Morphological and functional changes detected in rat adrenal cortex during the induction of insulin resistence by means of a sucrose-rich diet

MARTINEZ CALEJMAN C; REPETTO E.M.; ASTORT F.; DI GRUCCIO J.M.; SÁNCHEZ R.; MERCAU M.; ARIAS P.; CYMERYNG C. B.

San Diego, EEUU

Congreso; The Endocrine Society’s 92nd Annual Meeting – ENDO 2010; 2010

The Endocrine Society

Body: Hyperactivation of the hypothalamic-pituitary-adrenal axis (HPAA) has been demonstrated both in humans and animals with insulin resistance (IR), but evidence on a direct adrenocortical impact of IR-associated abnormalities (e.g. elevated serum insulin, triacylglycerides and/or FFA levels, oxidative stress, inflammatory state) is lacking. We evaluated, in adult male Wistar rats fed a sucrose-enriched diet (SED, sucrose 30% w/v in drinking water), the presence of changes in adrenocortical structure and function (corticosterone secretion, insulin signaling, and expression of nitric oxide synthase (NOS) and cyclooxygenase 2 (COX-2), two well known local modulators of steroidogenesis). As compared to control animals, SED-treated rats showed, after 7 weeks, higher fasting serum glucose (130.6 vs. 74.5 mg/dl; p<0.001), triacylglyceride (604.60 vs. 104.52 mg/dl; p<0.001) and insulin concentrations (2.0 vs. 1.0 ng/ml; p<0.005), as well as elevated basal serum corticosterone levels (6.6 vs. 9.6 ng/ml; p<0.001). At this time point, impaired insulin signaling (i.e., lower phosphorylated Akt levels) and increased NOS activity and expression levels of eNOS, iNOS, COX-2, StAR and of the macrophage marker F4/80 were detected in adrenocortical homogenates obtained from the SED group. Interestingly, adrenal glands of SED-treated animals showed a significant lipidic infiltration, as demonstrated by histochemistry. In a second series of experiments rosiglitazone (RSG), a PPAR agonist, administered during SED treatment, reverted the observed changes in NOS activity and corticosterone levels and diminished adrenocortical lipidic infiltration.In summary, SED-associated IR might affect adrenocortical cells by inducing lipidic infiltration. Without disregarding possible effects exerted at higher levels of the HPAA and/or on steroid metabolism, the observed changes in steroid production could be attributed to effects of locally produced adipokines or lipid metabolites.

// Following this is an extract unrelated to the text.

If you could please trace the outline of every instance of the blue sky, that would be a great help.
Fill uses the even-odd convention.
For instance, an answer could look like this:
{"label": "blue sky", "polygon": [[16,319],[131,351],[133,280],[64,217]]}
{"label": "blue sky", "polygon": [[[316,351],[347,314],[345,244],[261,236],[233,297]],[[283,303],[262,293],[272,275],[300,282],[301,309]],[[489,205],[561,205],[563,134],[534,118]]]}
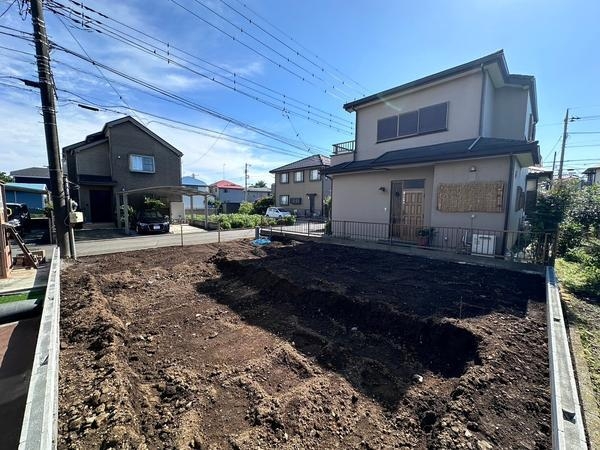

Also augmented inflammatory activity could result in COX-2 activation, thus increasing steroid production. In addition, augmented NO generation could trigger post-transcriptional modifications of proteins involved in steroid biosynthesis and/or its modulation. These changes were reverted by RSG, by means of previously described effects (diminished insulin resistance and lipidic infiltration, reduced systemic inflammation, suppression of COX-2 activity), and/or perhaps through other still unknown mechanisms.